Our good friend, Taylor Mee, ventured to the Edinburgh Fringe Festival as part of The Improv Musical. Whilst he was there, he managed to find a sliver of free time in which he was able not only to see 2 Become 1, but was even lucky enough to speak to the girls behind the show! Beneath this review you'll be able to find a recording of the interview, or if you'd rather, there's also a transcribed version which you can read for yourself!

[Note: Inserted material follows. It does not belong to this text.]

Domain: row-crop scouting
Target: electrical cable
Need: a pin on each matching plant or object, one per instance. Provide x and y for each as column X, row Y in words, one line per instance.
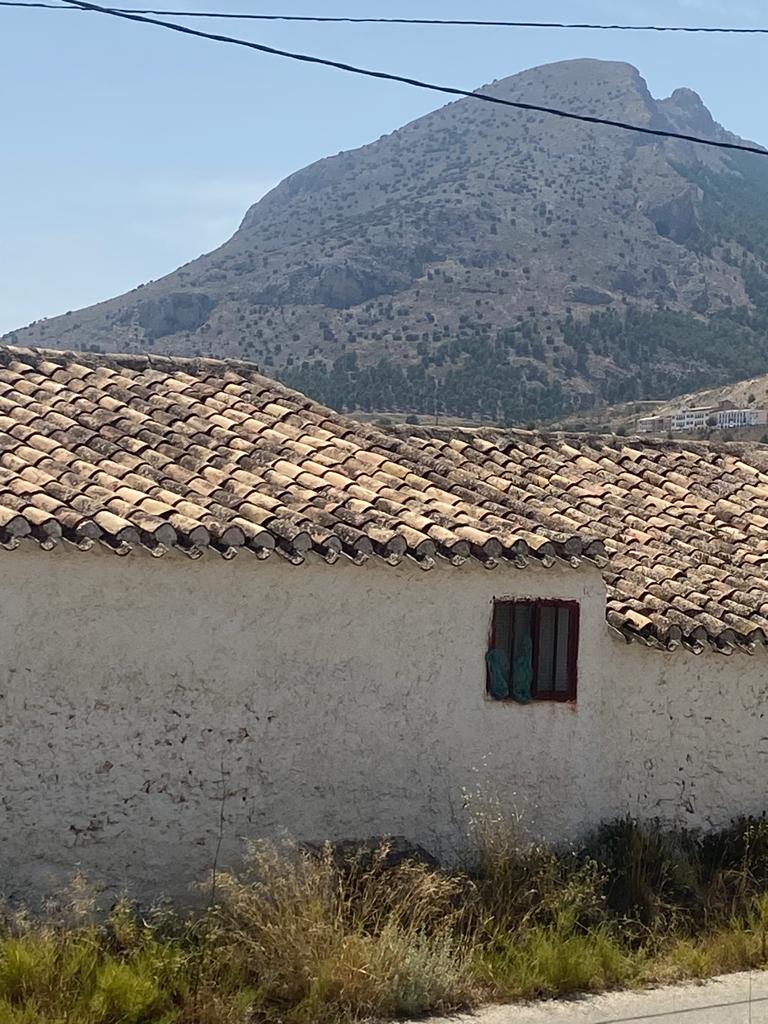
column 417, row 83
column 467, row 23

As a male in his early 20’s I couldn’t believe my luck when I came across Swipe Right Theatre’s pop jukebox musical ‘2 Become 1’ at the Fringe. Having spent many an hour being sold shows that create a “dark, playful yet genuine vibe around the idea of mental health issues within a corrupt government in a post-apocalyptic world all done with puppets” I was genuinely intrigued by something that came across as a lot of fun. The show takes us back to the 90s, where we are introduced to four girls. After one of the girls had recently suffered a tough break up, her three best friends decide to take her to a speed dating event to get over the heart break. We follow their night of mayhem as each presents their chosen techniques when it comes to getting down and dirty in dating lingo.
Like a lone rabbit in a gaggle of geese, I did feel slightly out of place in the queue. Surprisingly large number of girls born in the 90s seemed to be interested in the 90s girl group musical about dating and relationships. Strange. But none of those in the queue came across as intimidating or unfriendly, so thankfully the experience wasn’t hindered.
“I left feeling excited, happy and singing along to all my favourite 90s girl power hits.”
The girls burst onto the stage with 90s energy – everyone was much more enthusiastic about life back then. As they consoled their heartbroken friend they had the audience laughing, both at the comic timing and delivery of the actors, but also at the familiarity of such an event. I personally have never had my heart broken by a boy, so there were a few moments that perhaps swam by me, but that didn’t stop me from giggling away. The songs were carefully thought about – each one reminding me of a wonderful evening spent singing along to Now 31, or being mesmerised by Britney and her genie like ways. It’s the songs that give the piece its contagious energy. From Shania to the Spice Girls, each number had good harmonies, simple yet slick choreography, and the funny characters give the piece a very infectious, upbeat vibe. Midway through the show an audience member was selected to become a guy that one of the girls meet in a speed dating booth. Lucky Derek in the front row was delighted to be chosen – I think perhaps because he was the only male in the front row, not because of his devilishly good looks – and received a good deal of the girls’ attention throughout the rest of the show, lap dances and all. Derek said it was the best day of his life.
The only obvious downside was that the space wasn’t particularly well suited for the show. The Whitebelly resembles an underground wartime bunker – for all I know it may well have actually been an underground wartime bunker – and whilst this makes for a large audience, it gave off a very cold and empty feel (like most bunkers tend to) that unfortunately didn’t quite fit the upbeat, jolly nature of the piece. But hey, it’s the Edinburgh Fringe so who cares. What’s the fun in seeing something in a suitable space? I probably would have complained if it were in a suitable space. So ignore everything I just said.
I went to the show hoping for something fun and that was certainly what I received. I left feeling excited, happy and singing along to all my favourite 90s girl power hits. It made for a lovely change from shows trying to take themselves too seriously and instead came across as a theatre company that very much recognise that there is still a lot of fun to be had in theatre.